Festival song contest on again
A week after announcing to Parliament that the Jamaica Festival Song Competition would be cancelled this year due to sub-par entries, Entertainment and Culture Minister Olivia “Babsy” Grange says it’s back on the raft of activities for Jamaica’s 60th Independence celebration.
Grange made her latest pronouncement at Tuesday’s opening ceremony of the Jamaica Diaspora Conference in downtown Kingston.
“I just want to say to the Diaspora and to Jamaicans, here at home, that we will have a Festival Song Competition and we will have quality entries,” she said, adding that the deadline for entries has been extended for a week.
“What we have decided to do is to create a narrow window of one week and to invite new entries, and I have been networking the industry to get good producers, good songwriters and performers on board so that we can come up with 10 songs — and we will have a Festival Song Competition… In addition, we will have our Jamaica 60 commemorative album which will feature Koffee, Shaggy, Agent Sasco, Omi and a number of others to be announced,” she continued.
In a subsequent release sent to the Jamaica Observer, Grange said the decision to go ahead with the Jamaica Festival Song Competition, under amended rules, was decided at a Cabinet meeting on Monday.
“[And] for a limited period of one week, starting today [Tuesday], the panel will be seeking to identify an additional seven songs for the finals,” the statement read.

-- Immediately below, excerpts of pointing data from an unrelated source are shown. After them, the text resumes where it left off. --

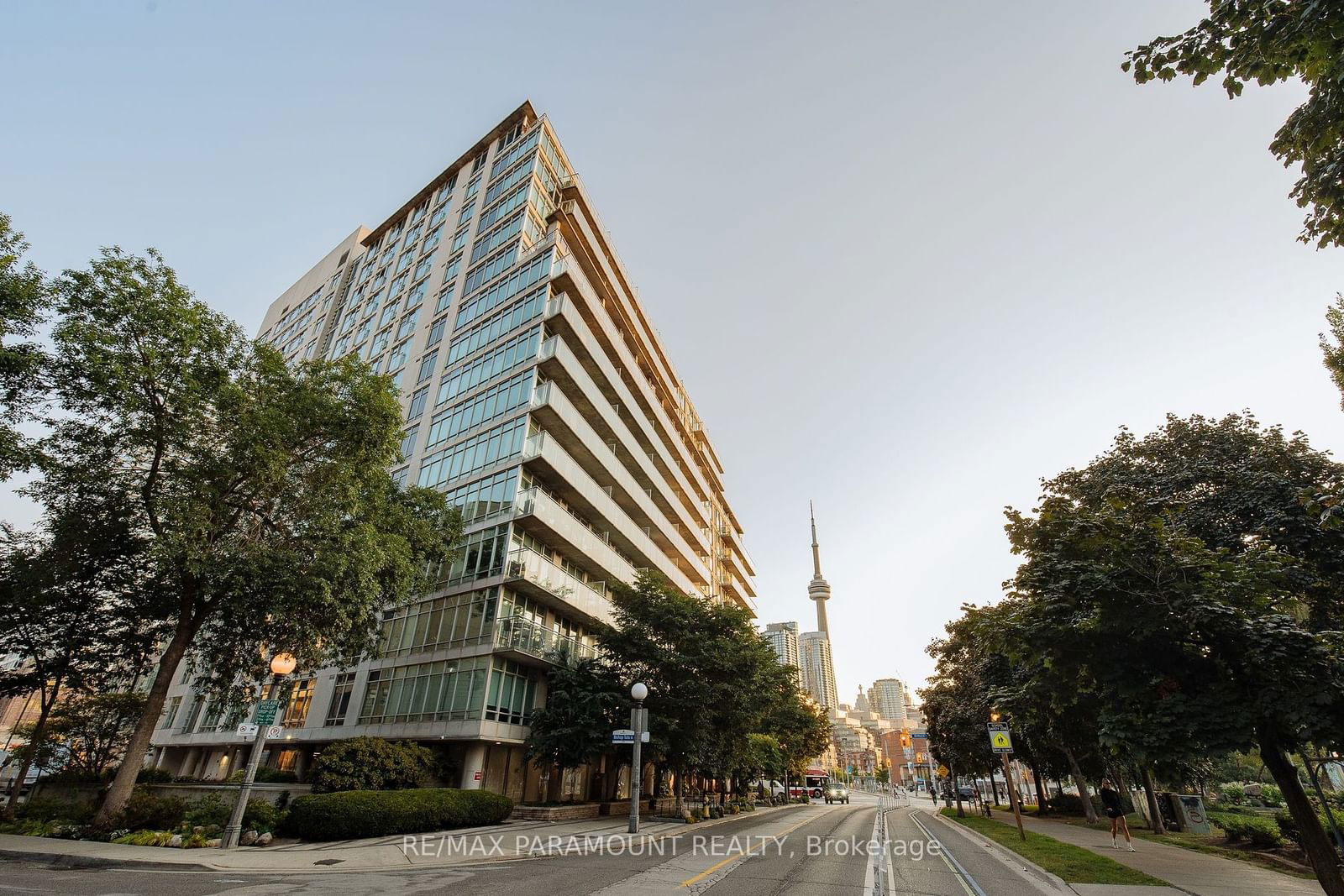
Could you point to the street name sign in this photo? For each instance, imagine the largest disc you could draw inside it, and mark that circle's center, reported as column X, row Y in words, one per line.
column 266, row 711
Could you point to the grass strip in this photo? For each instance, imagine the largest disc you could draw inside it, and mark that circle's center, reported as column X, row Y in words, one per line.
column 1073, row 864
column 1195, row 842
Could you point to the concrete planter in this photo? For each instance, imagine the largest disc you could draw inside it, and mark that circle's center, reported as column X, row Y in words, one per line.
column 557, row 813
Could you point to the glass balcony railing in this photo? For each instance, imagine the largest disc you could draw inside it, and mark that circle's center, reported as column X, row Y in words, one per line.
column 538, row 641
column 530, row 566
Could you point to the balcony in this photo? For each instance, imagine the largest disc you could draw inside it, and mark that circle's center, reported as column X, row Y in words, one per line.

Last Wednesday, during her sectoral debate presentation to Parliament in Gordon House, Grange said — like 2017 — the song competition was being cancelled due to the poor quality of entries.
A total of 123 entries were received and, of that amount, only three made the cut. The decision to cancel the Jamaica Festival Song Competition did not go down well with the public.
Chairman of the Diaspora Conference Committee, Don Wehby said that he was happy to hear the competition was still on.
“I must say that I was truly disappointed when I heard the [first] news. In fact, I will share a secret with you, my first memory of a Festival Song was Cherry Oh Baby which was done by Eric Donaldson in 1971,” he told the gathering at Tuesday’s conference.
The Jamaica Festival Song Competition was first suspended in 2013 by then Minister of Youth and Culture Lisa Hanna, who wanted to reposition the contest as well as implement a voting system by which people could select their favourite Festival Song.
At the time, Grange labelled the move as a “backward step and a disgrace”.
Started in 1966, the Festival Song Competition (formerly the Popular Song Contest) is one of the highlights of Jamaica’s Independence celebrations.
The inaugural contest was won by The Maytals with Bam Bam. Other winners include: Ba Ba Boom by The Jamaicans in 1967; Desmond Dekker & The Aces’ Intensified in 1968; Eric Donaldson’s enduring Cherry Oh Baby and Land of My Birth in 1971 and 1978, respectively; and, Give Thanks And Praises by Roy Rayon, which won in 1987.
Last year’s winner was Stacious with Jamaican Spirit.